Amado Dios, la mañana anuncia y con ella el día florece, infinitas gracias te doy por este nuevo día que me obsequias. Te pido que todos los seres seamos felices y que recordemos que tener un día maravilloso depende de nuestra fe y de nuestra actitud.




Permítenos recordar que cada situación que se presenta en nuestra vida es una oportunidad e incluso un regalo para refrescar nuestra existencia. Señor, te pido que hoy podamos ver más allá de los problemas y limitaciones y vivamos cada instante con alegría y esperanza.

Por favor enséñame a ser fuerte ante los problemas y a avanzar por la vida seguro y confiado de que en mi camino solo aparecen obstáculos que puedo superar con tu ayuda.

El día de hoy despierto con optimismo, reconozco que vivo en un universo de prosperidad y abundancia ilimitada y en tu maravilloso nombre declaro que voy a obtener todo lo que anhelo.

Amado Dios, junto a ti nadie podrá conmigo, por favor aparta de mi vida a todos aquellos que con sus malas intenciones quieren hacerme daño y por favor acerca el triunfo a mi vida, serás Tú quien me conceda la victoria.

Te pido también amado Dios por el bienestar de mi hogar y de las personas que amo.
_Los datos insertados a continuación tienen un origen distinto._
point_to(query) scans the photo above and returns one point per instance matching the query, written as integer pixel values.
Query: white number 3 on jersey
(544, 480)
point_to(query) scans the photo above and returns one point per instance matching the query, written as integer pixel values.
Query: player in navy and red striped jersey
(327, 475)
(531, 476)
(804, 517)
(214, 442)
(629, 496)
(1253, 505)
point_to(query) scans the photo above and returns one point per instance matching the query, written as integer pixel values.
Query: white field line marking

Te pido que si tenemos alguna caída, nos des la fuerza para levantarnos y si por algún motivo nos faltase la fuerza, recuérdanos que tenemos que levantar la mirada al cielo y recordar que cada prueba que se presenta no es más que una situación para aumentar nuestra fuerza y nuestra fe en ti.

Señor, te pido que la fuerza de tu amor me permita seguir adelante y encontrar aquello que busco. Por favor que hoy se abran todas las puertas y todos los caminos, dame luz en la oscuridad y nunca te apartes de mi vida, Amén.
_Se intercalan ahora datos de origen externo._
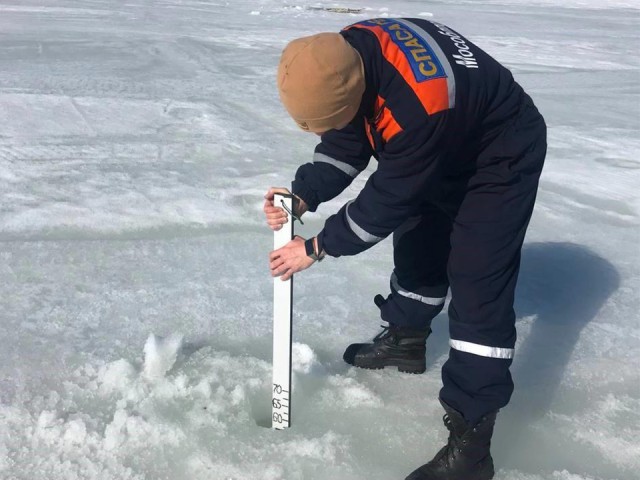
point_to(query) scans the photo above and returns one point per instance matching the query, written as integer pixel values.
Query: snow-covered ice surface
(136, 140)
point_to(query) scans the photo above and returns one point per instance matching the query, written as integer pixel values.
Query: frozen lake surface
(136, 141)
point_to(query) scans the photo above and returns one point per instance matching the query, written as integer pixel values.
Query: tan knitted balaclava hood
(321, 81)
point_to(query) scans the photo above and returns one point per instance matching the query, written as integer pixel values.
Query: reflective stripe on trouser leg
(419, 282)
(486, 241)
(482, 350)
(413, 309)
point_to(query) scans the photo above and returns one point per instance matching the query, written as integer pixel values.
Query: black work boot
(393, 347)
(466, 455)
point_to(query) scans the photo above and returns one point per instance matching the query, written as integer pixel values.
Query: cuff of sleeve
(321, 246)
(305, 193)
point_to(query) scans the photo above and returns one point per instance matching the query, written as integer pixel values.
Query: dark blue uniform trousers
(470, 241)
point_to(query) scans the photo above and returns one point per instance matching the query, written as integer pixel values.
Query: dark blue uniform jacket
(433, 100)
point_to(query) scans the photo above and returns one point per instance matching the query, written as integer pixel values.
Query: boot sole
(403, 366)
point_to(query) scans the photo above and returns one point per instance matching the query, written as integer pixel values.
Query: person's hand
(276, 216)
(290, 259)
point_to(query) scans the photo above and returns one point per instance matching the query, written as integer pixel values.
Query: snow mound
(304, 360)
(160, 355)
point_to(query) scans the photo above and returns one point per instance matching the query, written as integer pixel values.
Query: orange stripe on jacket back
(433, 94)
(386, 123)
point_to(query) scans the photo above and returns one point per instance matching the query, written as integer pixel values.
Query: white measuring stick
(282, 322)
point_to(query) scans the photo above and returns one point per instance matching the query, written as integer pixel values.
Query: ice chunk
(160, 355)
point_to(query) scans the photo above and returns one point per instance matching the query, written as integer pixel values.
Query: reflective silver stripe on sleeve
(415, 296)
(342, 166)
(451, 80)
(482, 350)
(358, 230)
Hacer esta oración con fe, ilusión y alegría te permitirá acercarte a Dios para pedirle que sea Él quien te bendiga y oriente tu andar y el de las personas que amas. Ten fe y vive confiando; Dios te ama y el cumplirá su palabra en tu vida.


Empieza este día con la confianza queda ser hijo de Dios, pues de su mano y con su bendición, lo mejor está por llegar.